SURVIVAL TAKES A WILD IMAGINATION de Fariha Róisín

In the powerful follow-up to her critically acclaimed debut collection, poet and activist Fariha Róisín is writing, praying, clawing, and scratching her way out of the grips of generational trauma on the search for the freedom her mother never received and the kindness she couldn’t give.

SURVIVAL TAKES A WILD IMAGINATION
by Fariha Róisín
Andrews McMeel, October 2023

This collection of poetry asks a kaleidoscope of questions: Who is my family? My father? How do I love a mother no longer here? Can I see myself? What does it mean to be Bangladeshi? What is a border? Innately hopeful and resolutely strong, Fariha’s voice turns to the optimism and beauty inherent in rebuilding the self, and in turn, the world that the self moves through. Ubiquitous to the human experience, Survival Takes a Wild Imagination is an illuminating breath of fresh air from a powerful poetic voice.

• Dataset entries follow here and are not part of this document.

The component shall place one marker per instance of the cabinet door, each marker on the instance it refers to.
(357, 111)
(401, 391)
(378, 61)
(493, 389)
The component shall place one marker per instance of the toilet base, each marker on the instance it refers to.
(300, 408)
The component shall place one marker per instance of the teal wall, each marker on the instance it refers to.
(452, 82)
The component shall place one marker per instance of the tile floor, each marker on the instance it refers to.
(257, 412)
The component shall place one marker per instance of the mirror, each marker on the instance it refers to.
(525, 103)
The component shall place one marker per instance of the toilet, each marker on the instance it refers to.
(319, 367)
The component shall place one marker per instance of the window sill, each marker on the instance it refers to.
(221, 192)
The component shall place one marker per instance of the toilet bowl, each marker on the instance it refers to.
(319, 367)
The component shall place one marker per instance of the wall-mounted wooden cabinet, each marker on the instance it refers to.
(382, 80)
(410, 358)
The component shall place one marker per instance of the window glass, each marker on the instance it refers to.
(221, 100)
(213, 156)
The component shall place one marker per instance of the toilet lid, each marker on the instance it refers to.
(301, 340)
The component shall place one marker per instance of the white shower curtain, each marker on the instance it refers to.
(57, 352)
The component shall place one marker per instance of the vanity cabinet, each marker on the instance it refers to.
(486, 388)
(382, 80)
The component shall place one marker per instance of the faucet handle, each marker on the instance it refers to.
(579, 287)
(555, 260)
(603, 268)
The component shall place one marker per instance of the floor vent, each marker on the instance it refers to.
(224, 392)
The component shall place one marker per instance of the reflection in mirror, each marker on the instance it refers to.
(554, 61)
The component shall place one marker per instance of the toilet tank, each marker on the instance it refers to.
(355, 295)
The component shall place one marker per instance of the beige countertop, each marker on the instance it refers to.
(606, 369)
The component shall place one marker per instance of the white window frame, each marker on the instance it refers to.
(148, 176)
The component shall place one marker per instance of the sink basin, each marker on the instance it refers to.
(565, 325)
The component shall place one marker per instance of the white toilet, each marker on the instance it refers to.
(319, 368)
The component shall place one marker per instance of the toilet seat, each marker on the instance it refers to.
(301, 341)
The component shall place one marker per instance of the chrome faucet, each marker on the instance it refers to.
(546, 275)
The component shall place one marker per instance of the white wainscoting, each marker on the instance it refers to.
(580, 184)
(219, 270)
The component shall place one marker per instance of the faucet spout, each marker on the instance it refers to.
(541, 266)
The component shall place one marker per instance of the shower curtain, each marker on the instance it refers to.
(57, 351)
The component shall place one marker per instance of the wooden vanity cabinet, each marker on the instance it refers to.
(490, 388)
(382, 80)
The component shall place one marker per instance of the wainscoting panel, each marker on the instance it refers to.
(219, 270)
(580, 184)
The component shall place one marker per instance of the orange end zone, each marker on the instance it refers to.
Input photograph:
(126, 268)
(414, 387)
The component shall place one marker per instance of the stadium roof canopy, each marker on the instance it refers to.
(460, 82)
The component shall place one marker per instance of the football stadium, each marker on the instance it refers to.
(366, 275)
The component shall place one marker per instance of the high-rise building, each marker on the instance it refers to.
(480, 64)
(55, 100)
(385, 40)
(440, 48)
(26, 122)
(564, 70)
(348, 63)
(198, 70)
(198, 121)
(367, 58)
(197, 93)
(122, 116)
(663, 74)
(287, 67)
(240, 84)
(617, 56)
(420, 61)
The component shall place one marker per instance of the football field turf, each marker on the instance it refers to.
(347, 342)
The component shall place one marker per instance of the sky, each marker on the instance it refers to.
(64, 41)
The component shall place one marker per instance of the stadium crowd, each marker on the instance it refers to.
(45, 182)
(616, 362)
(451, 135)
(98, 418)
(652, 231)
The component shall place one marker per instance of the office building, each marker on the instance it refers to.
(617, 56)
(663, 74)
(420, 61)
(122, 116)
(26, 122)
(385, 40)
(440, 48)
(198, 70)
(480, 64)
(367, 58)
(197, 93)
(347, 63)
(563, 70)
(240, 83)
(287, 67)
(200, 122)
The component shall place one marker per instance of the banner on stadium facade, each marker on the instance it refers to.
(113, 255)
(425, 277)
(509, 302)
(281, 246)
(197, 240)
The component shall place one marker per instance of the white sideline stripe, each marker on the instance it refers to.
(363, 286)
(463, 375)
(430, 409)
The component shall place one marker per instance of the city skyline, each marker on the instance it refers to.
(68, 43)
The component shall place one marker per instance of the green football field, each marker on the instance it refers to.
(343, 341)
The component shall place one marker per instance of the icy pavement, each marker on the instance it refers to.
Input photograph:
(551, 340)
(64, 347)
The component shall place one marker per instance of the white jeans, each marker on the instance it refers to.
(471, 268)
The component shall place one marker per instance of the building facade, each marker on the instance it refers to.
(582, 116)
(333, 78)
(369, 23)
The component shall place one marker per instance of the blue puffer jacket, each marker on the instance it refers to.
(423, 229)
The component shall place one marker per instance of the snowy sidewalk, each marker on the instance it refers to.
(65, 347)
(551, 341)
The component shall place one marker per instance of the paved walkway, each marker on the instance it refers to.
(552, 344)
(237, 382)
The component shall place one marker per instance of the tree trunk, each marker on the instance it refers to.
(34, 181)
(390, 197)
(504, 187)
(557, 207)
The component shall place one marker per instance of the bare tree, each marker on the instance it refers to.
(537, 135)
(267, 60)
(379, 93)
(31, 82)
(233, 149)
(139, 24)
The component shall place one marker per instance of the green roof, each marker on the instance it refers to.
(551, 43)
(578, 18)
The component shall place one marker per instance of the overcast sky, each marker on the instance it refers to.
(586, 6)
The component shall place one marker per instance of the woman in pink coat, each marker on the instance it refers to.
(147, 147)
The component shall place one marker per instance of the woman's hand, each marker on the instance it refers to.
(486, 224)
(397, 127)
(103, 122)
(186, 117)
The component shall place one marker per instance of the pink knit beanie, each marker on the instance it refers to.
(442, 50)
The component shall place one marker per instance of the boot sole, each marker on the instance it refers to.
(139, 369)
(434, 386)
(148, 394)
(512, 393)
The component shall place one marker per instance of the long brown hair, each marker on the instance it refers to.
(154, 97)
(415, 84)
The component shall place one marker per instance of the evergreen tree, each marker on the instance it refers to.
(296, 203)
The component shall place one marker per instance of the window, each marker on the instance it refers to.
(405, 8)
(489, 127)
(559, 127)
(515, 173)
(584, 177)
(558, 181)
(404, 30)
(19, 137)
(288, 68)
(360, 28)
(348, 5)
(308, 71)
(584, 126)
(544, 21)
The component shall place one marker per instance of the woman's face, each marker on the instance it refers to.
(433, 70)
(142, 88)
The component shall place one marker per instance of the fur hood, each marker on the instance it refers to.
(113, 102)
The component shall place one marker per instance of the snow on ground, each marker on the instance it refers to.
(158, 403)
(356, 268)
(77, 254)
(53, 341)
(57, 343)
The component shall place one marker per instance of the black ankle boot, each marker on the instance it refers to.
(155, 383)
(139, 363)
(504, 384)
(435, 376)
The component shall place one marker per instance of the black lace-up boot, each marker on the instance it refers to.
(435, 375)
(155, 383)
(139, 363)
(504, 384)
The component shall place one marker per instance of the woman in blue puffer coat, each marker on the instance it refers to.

Fariha Róisín is a multidisciplinary artist, born in Ontario, Canada. She was raised in Sydney, Australia, and is based in Los Angeles, California. As a Muslim queer Bangladeshi, she is interested in the margins, liminality, otherness, and the mercurial nature of being. Her work has pioneered a refreshing and renewed conversation about wellness, contemporary Islam, and queer identities and has appeared in The New York Times, Al Jazeera, The Guardian, Vice, Village Voice, and others. Róisín has published a book of poetry entitled How To Cure A Ghost (Abrams, 2019), a journal called Being In Your Body (Abrams, 2019) and a novel named Like A Bird (Unnamed Press, 2020) which was named one of the Best Books of 2020 by NPR, Globe and Mail, Harper’s Bazaar, a must-read by Buzzfeed News and received a starred review by the Library Journal. Her first work of non-fiction Who Is Wellness For? An Examination of Wellness Culture and Who it Leaves Behind (HarperWave, 2022) was released last year.